The quilts of Gee’s Bend are representative of African American ingenuity, but they are also personal testaments of a close-knit rural Black community in central Alabama. Many of their quilts were traditionally made from old clothing from loved ones. The dress that Mary Margaret Pettway wore on the first day of school, for example, was sewn into a quilt. Mary Margaret recounts that these types of quilts are referred to as “pant leg and dress tail quilts” in Gee’s Bend. When Mary Margaret and her daughter Jade visited Lauren’s atelier, they married this penchant for thrift with Lauren’s commitment to using pre-loved textiles while actively participating in casting, styling, and photographing the collection titled MOSAIC: Gee’s Bend & Greg Lauren.
In fact, the quilters have equally participated in all aspects of MOSAIC—from designing the logo to consulting on the creation of images to conceptualizing the installation of the collection at Bergdorf Goodman in October. Moreover, the quilters were compensated for all this labor, and 100 percent of the profits from this collaboration is going back to Gee’s Bend, a community that has inspired many but has yet to fully benefit from their “profoundly creative intelligence,” to borrow Lauren’s wording. This is a model for equitable collaborations that I hope others in the fashion industry will follow.
A Shared American Experience
It has been heartening to witness the mutual respect and admiration between the quilters and Greg Lauren. The project is the product of a series of tête-à-têtes between collaborators in Boykin, Los Angeles, and New York City. As a consultant for this collaboration, it has been an honor to be a fly on the wall of these conversations, from conception to the final artistic works that you all see today. This is the kind of magic that happens when two artistic communities have a meeting of the minds and truly listen to each other. Collaboration becomes atonement.
The quilters have equally participated in all aspects of MOSAIC—from designing the logo to consulting on the creation of images to conceptualizing the installation of the collection at Bergdorf Goodman . . .
Ultimately, the collaboration between Gee’s Bend and Greg Lauren is a creative ping-pong match between a community of master needleworkers and a purveyor of reworked American sportswear. Lauren, who is an artist first, uses his brand as a canvas to work out the complexity of American identity in the most radical ways. The collaboration is a conduit for shedding more light on this underacknowledged group of artists whose work is often relegated pejoratively to the realm of craft, despite sustained interest from scholars, curators, and collectors.

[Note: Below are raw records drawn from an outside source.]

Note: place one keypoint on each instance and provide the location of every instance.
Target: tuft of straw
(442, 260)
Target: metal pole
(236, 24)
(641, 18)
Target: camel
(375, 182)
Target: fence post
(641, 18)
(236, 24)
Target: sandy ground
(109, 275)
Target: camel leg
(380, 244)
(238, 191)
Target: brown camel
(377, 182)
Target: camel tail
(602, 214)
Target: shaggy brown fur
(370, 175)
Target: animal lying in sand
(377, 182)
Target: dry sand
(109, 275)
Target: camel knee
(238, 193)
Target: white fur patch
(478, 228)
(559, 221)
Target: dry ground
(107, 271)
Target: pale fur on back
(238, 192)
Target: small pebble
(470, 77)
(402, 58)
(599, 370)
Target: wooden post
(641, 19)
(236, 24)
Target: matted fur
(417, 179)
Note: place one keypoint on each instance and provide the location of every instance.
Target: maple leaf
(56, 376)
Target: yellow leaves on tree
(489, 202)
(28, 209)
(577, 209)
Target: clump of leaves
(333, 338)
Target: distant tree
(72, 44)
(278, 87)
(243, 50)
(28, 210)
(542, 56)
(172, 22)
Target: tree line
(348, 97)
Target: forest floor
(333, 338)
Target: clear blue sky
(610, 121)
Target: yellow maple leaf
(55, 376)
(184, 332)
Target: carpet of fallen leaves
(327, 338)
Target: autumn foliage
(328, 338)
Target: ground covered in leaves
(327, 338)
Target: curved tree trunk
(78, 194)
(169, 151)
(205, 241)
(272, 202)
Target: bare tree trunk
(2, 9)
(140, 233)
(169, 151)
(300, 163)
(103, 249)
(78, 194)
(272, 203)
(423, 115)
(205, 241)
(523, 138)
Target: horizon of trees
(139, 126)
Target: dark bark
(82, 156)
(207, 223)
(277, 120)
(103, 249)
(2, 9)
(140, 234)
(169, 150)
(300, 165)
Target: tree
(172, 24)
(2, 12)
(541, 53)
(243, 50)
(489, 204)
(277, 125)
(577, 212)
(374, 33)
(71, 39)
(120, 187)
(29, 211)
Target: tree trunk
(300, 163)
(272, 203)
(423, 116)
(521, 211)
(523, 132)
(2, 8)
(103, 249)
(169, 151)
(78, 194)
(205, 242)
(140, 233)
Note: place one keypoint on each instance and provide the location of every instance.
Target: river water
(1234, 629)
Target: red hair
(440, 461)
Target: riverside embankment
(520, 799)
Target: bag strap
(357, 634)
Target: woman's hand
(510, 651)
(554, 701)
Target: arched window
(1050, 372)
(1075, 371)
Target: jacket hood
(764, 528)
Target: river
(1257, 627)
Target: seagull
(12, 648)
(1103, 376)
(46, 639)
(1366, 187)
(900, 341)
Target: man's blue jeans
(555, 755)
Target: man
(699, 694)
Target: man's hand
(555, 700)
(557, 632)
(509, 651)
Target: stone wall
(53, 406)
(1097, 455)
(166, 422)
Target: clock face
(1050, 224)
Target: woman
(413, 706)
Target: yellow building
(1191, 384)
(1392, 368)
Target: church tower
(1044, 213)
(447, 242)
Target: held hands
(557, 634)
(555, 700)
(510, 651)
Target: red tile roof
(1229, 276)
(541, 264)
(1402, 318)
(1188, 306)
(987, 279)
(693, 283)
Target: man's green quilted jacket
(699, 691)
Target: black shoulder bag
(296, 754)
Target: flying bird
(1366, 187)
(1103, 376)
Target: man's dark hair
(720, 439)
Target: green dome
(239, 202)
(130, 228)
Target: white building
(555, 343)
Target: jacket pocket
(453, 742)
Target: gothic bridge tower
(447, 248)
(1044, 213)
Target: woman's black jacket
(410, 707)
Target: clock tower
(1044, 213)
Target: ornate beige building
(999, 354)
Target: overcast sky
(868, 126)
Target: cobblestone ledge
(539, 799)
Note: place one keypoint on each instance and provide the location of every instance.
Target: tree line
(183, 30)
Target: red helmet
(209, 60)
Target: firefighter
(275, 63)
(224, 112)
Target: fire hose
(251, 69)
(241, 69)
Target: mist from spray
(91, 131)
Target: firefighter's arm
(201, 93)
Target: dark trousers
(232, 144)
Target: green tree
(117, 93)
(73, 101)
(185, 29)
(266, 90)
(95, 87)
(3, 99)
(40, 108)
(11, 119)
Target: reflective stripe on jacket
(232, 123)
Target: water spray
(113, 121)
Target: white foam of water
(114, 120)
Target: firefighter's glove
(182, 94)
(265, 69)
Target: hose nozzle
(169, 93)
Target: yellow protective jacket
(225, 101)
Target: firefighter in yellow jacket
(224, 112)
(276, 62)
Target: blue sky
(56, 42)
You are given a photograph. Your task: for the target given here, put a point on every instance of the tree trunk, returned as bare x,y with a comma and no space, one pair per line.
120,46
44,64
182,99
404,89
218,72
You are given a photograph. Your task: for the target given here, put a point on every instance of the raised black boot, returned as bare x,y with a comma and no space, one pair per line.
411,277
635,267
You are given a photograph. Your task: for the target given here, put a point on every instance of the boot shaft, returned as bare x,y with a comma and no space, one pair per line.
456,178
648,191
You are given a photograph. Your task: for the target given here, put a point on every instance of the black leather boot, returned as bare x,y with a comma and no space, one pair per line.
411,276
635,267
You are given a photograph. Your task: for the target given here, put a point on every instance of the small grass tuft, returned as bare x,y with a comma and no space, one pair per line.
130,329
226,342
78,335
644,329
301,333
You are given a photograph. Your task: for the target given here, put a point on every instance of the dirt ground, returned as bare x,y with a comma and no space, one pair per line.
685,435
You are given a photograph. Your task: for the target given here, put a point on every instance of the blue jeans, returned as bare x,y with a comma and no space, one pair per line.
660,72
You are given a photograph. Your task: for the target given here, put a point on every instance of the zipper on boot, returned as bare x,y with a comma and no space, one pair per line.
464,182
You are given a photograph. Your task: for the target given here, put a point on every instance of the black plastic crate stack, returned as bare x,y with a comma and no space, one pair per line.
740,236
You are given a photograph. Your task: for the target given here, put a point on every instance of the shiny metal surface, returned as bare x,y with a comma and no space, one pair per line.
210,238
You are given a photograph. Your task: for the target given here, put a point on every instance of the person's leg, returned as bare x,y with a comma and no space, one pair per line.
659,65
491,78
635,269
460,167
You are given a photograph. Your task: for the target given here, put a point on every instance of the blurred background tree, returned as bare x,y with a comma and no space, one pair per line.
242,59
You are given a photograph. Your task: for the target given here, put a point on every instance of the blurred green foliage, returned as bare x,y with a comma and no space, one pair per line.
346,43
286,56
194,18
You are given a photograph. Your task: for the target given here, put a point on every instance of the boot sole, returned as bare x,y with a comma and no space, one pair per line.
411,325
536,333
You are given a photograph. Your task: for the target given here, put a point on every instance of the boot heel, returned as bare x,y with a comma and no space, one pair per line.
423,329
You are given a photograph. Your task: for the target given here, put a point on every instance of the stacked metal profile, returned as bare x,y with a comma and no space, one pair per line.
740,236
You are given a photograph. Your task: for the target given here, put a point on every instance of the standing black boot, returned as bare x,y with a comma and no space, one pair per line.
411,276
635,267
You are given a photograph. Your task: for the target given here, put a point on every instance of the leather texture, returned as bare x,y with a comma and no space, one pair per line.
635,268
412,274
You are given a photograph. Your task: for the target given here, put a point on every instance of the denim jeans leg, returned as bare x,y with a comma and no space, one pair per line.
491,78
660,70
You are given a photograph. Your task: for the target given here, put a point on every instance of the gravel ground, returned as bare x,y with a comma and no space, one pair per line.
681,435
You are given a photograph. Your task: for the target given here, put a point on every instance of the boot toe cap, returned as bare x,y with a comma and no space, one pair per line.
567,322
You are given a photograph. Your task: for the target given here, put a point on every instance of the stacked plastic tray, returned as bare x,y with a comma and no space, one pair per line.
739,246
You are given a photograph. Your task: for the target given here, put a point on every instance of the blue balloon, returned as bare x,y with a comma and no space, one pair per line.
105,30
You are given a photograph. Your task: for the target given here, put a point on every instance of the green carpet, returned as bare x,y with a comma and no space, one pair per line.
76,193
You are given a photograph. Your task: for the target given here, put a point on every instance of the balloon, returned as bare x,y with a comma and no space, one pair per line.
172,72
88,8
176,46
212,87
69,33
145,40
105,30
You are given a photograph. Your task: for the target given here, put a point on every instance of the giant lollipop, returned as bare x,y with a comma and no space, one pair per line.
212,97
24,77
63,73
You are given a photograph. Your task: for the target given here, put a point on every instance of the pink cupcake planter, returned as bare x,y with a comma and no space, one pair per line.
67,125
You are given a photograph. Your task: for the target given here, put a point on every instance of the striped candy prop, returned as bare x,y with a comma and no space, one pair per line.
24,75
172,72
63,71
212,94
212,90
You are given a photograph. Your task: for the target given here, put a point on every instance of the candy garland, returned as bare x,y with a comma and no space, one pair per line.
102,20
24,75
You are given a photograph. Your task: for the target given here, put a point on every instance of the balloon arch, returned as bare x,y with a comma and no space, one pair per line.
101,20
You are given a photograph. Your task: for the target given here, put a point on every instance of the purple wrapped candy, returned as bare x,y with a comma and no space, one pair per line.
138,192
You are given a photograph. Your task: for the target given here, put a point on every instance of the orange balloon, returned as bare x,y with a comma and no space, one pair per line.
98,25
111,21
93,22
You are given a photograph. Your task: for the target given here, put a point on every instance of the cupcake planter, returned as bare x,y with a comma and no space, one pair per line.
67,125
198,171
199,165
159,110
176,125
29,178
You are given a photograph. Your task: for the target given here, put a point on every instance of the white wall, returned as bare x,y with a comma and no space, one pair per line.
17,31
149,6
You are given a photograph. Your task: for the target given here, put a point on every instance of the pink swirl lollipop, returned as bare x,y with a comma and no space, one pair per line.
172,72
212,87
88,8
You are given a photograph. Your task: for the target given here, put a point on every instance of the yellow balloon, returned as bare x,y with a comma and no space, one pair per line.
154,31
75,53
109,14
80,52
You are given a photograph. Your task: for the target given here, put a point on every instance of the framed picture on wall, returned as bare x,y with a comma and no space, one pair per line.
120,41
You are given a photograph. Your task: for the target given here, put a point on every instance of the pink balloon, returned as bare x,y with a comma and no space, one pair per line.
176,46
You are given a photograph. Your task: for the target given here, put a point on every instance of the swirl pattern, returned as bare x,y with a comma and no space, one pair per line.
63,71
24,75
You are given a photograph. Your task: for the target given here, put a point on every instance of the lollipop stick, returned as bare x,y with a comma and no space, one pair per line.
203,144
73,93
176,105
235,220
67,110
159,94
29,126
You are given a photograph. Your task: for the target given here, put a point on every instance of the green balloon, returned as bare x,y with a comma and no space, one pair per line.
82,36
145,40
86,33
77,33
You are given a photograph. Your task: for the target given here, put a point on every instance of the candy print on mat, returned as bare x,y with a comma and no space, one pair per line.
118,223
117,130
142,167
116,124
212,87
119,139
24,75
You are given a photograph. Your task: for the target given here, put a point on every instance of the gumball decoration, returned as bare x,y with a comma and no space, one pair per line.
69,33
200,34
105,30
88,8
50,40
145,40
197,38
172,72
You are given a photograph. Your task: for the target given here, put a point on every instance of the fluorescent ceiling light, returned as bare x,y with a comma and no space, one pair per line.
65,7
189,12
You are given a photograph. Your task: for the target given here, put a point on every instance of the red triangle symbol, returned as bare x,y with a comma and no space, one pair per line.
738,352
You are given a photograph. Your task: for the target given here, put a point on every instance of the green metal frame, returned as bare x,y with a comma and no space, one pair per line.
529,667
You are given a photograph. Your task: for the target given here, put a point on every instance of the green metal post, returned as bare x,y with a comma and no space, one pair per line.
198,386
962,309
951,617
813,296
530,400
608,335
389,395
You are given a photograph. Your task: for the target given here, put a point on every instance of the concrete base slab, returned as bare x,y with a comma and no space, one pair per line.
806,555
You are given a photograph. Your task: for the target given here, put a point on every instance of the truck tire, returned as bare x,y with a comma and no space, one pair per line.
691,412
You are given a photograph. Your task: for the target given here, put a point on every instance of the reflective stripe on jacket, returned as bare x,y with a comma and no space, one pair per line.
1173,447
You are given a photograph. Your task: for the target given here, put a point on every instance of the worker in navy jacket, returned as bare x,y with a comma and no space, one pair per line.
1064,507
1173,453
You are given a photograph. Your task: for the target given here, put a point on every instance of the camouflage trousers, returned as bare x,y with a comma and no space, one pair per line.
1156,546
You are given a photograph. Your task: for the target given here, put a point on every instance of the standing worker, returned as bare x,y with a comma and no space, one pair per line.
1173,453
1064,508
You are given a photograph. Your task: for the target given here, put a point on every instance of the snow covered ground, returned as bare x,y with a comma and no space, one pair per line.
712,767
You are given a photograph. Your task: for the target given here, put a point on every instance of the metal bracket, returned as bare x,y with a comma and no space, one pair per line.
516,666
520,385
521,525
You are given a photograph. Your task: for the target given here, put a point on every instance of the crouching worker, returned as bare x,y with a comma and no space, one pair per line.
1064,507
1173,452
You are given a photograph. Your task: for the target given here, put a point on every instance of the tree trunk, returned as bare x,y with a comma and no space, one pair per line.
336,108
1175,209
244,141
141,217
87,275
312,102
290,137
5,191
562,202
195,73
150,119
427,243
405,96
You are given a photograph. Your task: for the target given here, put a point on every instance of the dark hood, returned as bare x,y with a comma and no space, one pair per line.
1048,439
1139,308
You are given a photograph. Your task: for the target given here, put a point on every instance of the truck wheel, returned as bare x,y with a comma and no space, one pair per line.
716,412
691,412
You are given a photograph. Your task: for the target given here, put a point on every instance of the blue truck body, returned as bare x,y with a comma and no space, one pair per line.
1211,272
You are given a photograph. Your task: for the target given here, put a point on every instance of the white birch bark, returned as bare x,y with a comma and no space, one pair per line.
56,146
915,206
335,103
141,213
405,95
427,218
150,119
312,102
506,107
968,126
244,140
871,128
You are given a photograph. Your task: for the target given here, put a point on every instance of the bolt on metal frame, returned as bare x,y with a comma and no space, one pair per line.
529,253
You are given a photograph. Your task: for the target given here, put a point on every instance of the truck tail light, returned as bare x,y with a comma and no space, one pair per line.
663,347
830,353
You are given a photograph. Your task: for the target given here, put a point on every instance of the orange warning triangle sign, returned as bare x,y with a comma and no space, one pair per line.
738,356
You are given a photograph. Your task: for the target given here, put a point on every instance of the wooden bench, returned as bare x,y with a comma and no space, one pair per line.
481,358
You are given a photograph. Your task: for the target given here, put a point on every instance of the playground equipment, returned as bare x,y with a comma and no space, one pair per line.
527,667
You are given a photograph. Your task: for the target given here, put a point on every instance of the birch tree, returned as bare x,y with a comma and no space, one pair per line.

The geometric simplicity of Gee’s Bend quilts harkens back to the orange patches on the family quilt of my childhood and the appetite for color throughout Beloved, which plays a part in the African American quilting tradition, but it is equally the patchwork of the shared American experience. A partnership between Lauren, a designer who has made reworking American sartorial codes a central design ethos, and Gee’s Bend is a means to heal wounds from the legacy of slavery using a medium they have both mastered: textiles.